DISINFORMATIONFrance Fights Disinformation as Olympics, Elections Loom

By Lisa Louis

Published 12 April 2024

With the Paris Olympics and Paralympics approaching — not to mention the European elections in June — France is ramping up its fight against information manipulation. EU officials are also on guard.

On May 5, 2017, two days before his runoff against the nationalist Marine Le Pen, emails from the campaign of Emmanuel Macron, then competing in his first election for the French presidency, were leaked online in what his team called “a massive and coordinated attack to undermine democracy.” Not only that, but fabricated emails were mixed in with genuine ones to mislead voters.

At that moment, we understood how much of a threat disinformation is,” said Marc-Antoine Brillant, the head of Viginum, a 50-member department established in 2021 to battle foreign digital interference. “After the 2017 election, people across various ministries started working on the matter, but, by 2021, it had become clear we needed a dedicated division to fight disinformation,” Brillant told DW.

We had seen online information manipulation play an ever-bigger role during different crises — like the yellow vest demonstrations for more social justice starting in late 2018, the COVID-19 pandemic and the deadly terror attack on history teacher Samuel Paty in October 2020,” he added.

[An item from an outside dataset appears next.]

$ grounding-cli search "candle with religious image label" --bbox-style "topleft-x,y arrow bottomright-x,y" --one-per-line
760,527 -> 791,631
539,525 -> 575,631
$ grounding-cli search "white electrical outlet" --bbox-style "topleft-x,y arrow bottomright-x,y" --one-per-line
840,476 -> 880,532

The division regularly discloses disinformation efforts such as the “Doppelgänger” campaign, through which pro-Russia agents have tried to gather support for the invasion of Ukraine in seven EU countries by publishing information on websites that resemble established media.

Another example is the Portal Kombat network: 193 websites established through a company based on the Russian-occupied Crimean Peninsula that have spread pro-Russia propaganda in France, Germany and Poland.

Viginum is a democratic, transparent way within the rule of law to fight against attempts to manipulate information,” said Brillant.

The division’s efforts will be tested in the months leading up to June’s elections to the European Parliament and the Olympics and Paralympics in Paris from July to September.

Resilience Through Awareness 
France was one of the first countries to adopt a systemic approach to fighting disinformation, said Jiore Craig, digital integrity expert at the London-based think tank the Institute for Strategic Dialogue.

Craig has been looking at information manipulation campaigns during elections worldwide since 2013.

Throughout the Brexit vote, after which the UK left the EU, and the 2016 US presidential elections, it became clear that disinformation is focused on undermining democracy,” Craig told DW.

The EU parliamentary elections 2019 and the COVID-19 pandemic then had us realize that fact checking was no longer enough,” she added. “We needed a systemic approach to understand which network actors were spreading falsehoods.”